Moro Marilyn, Gannon Karen, Lovell Kathy, Merlino Margaret, Mojica James, Bianchi Matt T
Neurology Department.
Pulmonary and Critical Care Medicine, Massachusetts General Hospital, Boston, MA, USA.
Nat Sci Sleep. 2016 Jul 27;8:259-66. doi: 10.2147/NSS.S110032. eCollection 2016.
Treatment-emergent central sleep apnea (TECSA), also called complex apnea, occurs in 5%-15% of sleep apnea patients during positive airway pressure (PAP) therapy, but the clinical predictors are not well understood. The goal of this study was to explore possible predictors in a clinical sleep laboratory cohort, which may highlight those at risk during clinical management.
We retrospectively analyzed 728 patients who underwent PAP titration (n=422 split-night; n=306 two-night). Demographics and self-reported medical comorbidities, medications, and behaviors as well as standard physiological parameters from the polysomnography (PSG) data were analyzed. We used regression analysis to assess predictors of binary presence or absence of central apnea index (CAI) ≥5 during split-night PSG (SN-PSG) versus full-night PSG (FN-PSG) titrations.

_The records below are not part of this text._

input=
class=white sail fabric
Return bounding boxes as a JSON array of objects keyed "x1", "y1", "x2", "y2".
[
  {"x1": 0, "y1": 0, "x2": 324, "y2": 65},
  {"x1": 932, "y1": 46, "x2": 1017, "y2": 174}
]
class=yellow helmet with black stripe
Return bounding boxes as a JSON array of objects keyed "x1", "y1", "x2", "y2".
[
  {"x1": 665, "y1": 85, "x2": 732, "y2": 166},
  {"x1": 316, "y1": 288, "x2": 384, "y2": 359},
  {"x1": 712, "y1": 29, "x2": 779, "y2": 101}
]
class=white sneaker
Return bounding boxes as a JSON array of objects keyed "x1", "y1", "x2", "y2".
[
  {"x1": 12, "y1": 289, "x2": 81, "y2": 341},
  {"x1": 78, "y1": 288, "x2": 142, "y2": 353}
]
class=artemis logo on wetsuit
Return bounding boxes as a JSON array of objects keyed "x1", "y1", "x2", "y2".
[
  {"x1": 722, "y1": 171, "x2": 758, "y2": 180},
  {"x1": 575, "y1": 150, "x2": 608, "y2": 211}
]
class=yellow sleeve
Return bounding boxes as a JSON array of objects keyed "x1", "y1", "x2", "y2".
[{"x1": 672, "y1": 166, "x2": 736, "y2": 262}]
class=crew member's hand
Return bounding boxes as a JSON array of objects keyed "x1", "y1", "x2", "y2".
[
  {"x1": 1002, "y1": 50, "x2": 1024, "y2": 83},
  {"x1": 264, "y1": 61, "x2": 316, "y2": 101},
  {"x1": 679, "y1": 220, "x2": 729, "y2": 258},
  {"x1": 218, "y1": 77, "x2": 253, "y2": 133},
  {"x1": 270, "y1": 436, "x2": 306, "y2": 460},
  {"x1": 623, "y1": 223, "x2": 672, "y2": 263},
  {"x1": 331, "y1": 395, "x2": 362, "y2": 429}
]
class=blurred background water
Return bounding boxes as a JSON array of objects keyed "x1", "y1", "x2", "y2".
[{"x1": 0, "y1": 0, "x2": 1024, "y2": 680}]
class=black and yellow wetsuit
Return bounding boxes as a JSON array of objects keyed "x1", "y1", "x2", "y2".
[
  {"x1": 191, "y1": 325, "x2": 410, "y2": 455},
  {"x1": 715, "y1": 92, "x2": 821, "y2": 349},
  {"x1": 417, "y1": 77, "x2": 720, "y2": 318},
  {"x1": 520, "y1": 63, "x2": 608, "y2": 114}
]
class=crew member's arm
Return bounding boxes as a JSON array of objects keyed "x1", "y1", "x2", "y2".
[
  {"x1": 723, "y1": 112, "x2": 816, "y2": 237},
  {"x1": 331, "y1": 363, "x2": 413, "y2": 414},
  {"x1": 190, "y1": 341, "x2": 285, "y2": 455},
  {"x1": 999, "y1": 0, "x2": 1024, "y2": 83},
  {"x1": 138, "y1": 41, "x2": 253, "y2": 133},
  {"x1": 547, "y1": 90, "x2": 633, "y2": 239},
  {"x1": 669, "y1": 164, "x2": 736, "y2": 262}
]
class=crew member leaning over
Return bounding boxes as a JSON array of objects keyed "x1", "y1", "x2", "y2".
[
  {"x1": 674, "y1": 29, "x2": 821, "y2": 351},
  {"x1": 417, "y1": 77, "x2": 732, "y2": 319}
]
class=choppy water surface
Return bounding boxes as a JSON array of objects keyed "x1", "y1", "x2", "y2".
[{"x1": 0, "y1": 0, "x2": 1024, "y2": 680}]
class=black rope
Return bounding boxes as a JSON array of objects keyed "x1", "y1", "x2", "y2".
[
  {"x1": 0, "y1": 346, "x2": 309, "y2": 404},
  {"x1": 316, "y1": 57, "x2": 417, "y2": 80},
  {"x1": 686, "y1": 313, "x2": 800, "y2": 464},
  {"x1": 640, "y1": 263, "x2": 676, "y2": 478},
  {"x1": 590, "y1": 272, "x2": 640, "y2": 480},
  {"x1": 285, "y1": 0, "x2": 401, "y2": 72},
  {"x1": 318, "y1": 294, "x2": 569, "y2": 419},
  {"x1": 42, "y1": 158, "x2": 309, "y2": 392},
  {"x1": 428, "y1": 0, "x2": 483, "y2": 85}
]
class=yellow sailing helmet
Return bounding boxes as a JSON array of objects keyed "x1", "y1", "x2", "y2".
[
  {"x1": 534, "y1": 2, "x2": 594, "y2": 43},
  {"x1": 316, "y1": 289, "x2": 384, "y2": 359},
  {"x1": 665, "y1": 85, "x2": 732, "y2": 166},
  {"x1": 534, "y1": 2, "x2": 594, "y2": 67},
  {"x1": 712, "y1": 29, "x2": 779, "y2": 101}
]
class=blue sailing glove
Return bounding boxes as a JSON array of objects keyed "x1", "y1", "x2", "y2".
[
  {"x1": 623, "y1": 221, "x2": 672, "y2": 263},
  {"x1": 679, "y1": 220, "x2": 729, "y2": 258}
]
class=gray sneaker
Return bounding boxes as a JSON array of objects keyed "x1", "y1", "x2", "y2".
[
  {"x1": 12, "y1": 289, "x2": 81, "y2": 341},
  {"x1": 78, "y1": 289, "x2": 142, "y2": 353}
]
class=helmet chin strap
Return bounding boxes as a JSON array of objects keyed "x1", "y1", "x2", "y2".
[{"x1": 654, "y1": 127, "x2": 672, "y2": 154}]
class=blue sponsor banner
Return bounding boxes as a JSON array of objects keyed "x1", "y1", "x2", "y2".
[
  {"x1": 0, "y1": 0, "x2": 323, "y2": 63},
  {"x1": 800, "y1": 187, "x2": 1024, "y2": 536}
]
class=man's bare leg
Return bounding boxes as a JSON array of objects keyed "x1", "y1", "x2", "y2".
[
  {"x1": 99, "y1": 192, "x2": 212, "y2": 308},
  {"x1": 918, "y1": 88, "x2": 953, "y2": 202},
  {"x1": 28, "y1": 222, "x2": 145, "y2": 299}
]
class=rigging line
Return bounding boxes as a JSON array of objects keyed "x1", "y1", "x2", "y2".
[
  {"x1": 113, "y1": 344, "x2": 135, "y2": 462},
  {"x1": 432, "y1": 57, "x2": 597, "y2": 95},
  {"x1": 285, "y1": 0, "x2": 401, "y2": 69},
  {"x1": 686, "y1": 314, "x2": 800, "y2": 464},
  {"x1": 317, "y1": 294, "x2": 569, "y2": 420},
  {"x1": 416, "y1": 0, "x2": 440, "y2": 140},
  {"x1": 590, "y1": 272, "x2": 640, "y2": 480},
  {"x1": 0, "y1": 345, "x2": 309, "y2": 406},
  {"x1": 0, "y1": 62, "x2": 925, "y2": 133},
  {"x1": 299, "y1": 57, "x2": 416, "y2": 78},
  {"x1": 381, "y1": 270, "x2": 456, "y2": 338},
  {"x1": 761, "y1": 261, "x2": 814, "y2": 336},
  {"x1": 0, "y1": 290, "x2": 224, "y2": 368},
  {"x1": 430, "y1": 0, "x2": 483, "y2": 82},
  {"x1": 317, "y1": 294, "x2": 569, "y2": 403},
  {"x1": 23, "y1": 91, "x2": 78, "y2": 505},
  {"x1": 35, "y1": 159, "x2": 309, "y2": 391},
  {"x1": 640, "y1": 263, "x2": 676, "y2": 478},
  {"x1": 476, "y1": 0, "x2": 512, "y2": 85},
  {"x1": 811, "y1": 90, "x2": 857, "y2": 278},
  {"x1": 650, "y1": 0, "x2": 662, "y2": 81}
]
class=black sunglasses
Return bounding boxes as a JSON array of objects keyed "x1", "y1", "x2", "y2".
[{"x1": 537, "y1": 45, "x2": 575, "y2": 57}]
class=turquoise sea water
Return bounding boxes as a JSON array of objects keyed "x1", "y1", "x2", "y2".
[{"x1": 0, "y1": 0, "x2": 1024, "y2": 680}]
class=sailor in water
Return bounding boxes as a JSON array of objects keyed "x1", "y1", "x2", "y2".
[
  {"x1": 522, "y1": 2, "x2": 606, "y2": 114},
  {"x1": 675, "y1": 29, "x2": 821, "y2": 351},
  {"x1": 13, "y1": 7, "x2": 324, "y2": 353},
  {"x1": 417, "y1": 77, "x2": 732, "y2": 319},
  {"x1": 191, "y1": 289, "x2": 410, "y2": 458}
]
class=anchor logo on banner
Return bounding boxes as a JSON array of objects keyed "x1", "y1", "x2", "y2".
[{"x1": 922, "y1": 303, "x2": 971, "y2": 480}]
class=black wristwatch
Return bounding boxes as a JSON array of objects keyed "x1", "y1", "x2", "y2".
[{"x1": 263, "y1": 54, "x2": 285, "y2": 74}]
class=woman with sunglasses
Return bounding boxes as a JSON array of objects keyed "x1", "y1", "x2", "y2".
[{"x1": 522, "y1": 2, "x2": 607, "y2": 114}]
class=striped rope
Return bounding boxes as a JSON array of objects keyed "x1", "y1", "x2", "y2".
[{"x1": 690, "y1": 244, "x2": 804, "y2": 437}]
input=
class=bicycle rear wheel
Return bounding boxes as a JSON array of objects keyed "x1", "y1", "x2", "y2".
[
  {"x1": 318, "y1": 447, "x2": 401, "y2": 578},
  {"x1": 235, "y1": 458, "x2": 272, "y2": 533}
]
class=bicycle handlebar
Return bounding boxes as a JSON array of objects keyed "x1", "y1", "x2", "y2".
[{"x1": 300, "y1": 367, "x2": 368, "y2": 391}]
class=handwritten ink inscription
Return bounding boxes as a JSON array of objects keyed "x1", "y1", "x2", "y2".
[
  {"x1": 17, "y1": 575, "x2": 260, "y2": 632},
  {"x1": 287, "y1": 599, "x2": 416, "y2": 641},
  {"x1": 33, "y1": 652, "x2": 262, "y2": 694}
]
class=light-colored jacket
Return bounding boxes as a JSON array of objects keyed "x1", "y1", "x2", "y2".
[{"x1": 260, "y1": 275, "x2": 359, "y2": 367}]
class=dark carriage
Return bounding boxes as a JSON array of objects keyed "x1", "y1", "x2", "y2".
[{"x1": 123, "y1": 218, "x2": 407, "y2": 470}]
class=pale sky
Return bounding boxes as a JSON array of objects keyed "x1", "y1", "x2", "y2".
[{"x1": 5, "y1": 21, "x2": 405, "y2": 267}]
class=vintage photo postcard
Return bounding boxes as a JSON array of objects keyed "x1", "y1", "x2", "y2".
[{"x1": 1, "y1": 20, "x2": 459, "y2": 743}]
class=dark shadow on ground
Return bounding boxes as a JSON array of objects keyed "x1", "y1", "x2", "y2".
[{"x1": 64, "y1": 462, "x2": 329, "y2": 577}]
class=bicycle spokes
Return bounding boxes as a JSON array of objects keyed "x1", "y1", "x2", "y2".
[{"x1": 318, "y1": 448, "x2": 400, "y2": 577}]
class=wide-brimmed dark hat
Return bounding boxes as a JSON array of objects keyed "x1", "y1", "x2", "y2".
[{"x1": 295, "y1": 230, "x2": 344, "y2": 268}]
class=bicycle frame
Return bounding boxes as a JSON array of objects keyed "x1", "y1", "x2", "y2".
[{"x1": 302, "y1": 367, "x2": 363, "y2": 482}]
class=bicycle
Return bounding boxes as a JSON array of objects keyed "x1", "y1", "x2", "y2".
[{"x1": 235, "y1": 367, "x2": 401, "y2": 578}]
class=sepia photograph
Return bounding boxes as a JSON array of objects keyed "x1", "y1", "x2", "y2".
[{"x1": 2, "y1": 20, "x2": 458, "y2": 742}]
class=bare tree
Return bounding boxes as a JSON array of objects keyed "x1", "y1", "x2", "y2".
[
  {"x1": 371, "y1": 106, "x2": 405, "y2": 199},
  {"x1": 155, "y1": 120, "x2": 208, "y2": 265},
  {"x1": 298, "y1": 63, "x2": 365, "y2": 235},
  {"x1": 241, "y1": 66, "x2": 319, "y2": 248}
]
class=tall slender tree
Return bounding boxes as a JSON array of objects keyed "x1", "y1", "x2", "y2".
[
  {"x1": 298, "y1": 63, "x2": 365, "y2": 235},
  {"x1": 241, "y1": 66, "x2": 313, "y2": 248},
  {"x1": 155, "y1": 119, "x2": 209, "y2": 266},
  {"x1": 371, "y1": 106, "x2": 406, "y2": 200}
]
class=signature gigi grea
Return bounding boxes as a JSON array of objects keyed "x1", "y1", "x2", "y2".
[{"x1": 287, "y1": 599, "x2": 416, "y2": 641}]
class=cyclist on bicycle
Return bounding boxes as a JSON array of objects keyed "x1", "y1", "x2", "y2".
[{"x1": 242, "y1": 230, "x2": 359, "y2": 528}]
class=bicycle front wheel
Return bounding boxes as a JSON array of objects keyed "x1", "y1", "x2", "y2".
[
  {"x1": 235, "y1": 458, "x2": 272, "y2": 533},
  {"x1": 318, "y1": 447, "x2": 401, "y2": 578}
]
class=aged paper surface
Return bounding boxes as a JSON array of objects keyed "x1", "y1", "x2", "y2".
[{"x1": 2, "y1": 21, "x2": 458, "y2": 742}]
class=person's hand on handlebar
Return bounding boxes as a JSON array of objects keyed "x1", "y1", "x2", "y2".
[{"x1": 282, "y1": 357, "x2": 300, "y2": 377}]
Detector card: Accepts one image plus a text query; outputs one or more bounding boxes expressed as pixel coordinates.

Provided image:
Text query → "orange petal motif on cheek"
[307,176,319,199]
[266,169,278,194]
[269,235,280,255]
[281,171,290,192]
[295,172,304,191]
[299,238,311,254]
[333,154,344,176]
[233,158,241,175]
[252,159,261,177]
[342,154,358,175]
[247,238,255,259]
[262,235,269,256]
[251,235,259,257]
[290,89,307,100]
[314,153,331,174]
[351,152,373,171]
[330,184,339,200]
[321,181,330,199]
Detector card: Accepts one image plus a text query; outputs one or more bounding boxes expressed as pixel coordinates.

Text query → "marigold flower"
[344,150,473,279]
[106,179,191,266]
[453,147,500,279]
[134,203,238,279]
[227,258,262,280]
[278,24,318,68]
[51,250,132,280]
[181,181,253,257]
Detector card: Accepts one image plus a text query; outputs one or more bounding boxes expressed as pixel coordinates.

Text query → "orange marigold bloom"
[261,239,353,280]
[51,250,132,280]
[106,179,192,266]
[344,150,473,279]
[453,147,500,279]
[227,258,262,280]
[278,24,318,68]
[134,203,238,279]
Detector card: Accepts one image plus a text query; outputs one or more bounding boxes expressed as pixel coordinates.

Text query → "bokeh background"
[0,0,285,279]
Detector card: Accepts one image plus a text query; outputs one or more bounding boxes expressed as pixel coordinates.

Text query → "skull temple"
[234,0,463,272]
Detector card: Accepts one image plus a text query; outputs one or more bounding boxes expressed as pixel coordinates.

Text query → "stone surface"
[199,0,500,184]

CAI ≥5 was present in 24.2% of SN-PSG and 11.4% of FN-PSG patients during titration. Male sex, maximum continuous positive airway pressure, and use of bilevel positive airway pressure were predictors of TECSA, and rapid eye movement dominance was a negative predictor, for both SN-PSG and FN-PSG patients. Self-reported narcotics were a positive predictor of TECSA, and the time spent in stage N2 sleep was a negative predictor only for SN-PSG patients. Self-reported history of stroke and the CAI during the diagnostic recording predicted TECSA only for FN-PSG patients.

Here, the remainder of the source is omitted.